Decolonizing the motherline reconnects us with our souls, our embodied aliveness, our connection to the ancestral grandmothers, our innate wisdom, our birthright, our sense of belonging to ourselves. We rediscover the pulse of life that anchors us to our story, to life, to the earth. I almost died searching for my soul, I looked everywhere. Desperately hunting for the piece of myself that was missing–a way home. I didn’t realize that both home and the way home were within me.
There were many layers to peel away before my awareness could feel her fluttering within me. Soul doesn’t shout, dominate, threaten to make herself felt. Soul flutters very gently within as if a butterfly flying through the body.
The human soul has been colonized for centuries. Colonized by our own minds, colonized by the collective spirit of patriarchy. Our colonized mothers and our grandmothers have done the work of colonization so well, teaching us from birth to believe our minds and not our bodies. To think and not to feel, to search rather than to tend.
I realize now my mother was lost before I met her. She, like her mother, wasted her precious life trying to fit into a space that wasn’t hers. Her colonized mind overrode her soul and led her to uphold the worldview that prevented her from belonging to herself, being herself, loving herself and all the grandmothers whose shoulders she stood on.
Emptiness is all there is when we are programmed to no longer feel, when we are stolen by a wounded, power-hungry narcissistic mindset. It is like a virus that enters the organism and turns it against itself. An auto-immune disease of the Self. We have let the enemy in, and it has taken over our systems, our minds. It has programmed us to deny the existence of the feminine, of the aliveness of our own matter, of the wisdom of our soulfulness.
It’s a long journey home. Decolonizing asks us to recognize what is ours and what isn’t. What is our wildest, innate nature and what is ‘socialized’ by a system that cares only for its power-hungry self. Patriarchy is a system that will and can never recognize soul because to recognize soul is to relinquish control to it. Soul naturally leads us through life, its accumulated embodied wisdom is the bedrock of being alive. All the soul needs is to be felt, recognized as life itself.
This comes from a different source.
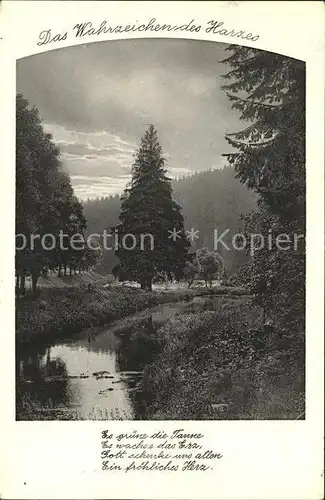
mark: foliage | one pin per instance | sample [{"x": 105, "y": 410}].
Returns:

As my soul is one with all the ancestral grandmothers of my motherline, as I feel her existence within me, I feel it within them. Our lineage is cleared of four generations of colonization and our ancients can come through again as is their right, their role, their need. The feminine is rising through our motherliness. Be quiet, go within and feel her ascending though our bodies to finally partake and take her rightful place in the dance of life. She has her warrior gear on, she knows time is running out. We can’t heal the illness of humanity with the same system that wounded it in the first place. Don’t look for her in that crumbling old system for she is not there, she is busy expressing herself in the shadows, the dark corners of our psyches. She is asking us to partner with her and do our own house cleaning. She is holding our hands as we expose the gangsters, the colonizers, the patriarchs we have been sheltering within us. She reminds us that this is the work we must do. The inner work is where we must take responsibility, each of us. I cannot see my own mother, the woman I want to grieve, until I have done the work of decolonizing my motherline. I need to grieve for my mother and not the woman who was “sacrificed before I was born.”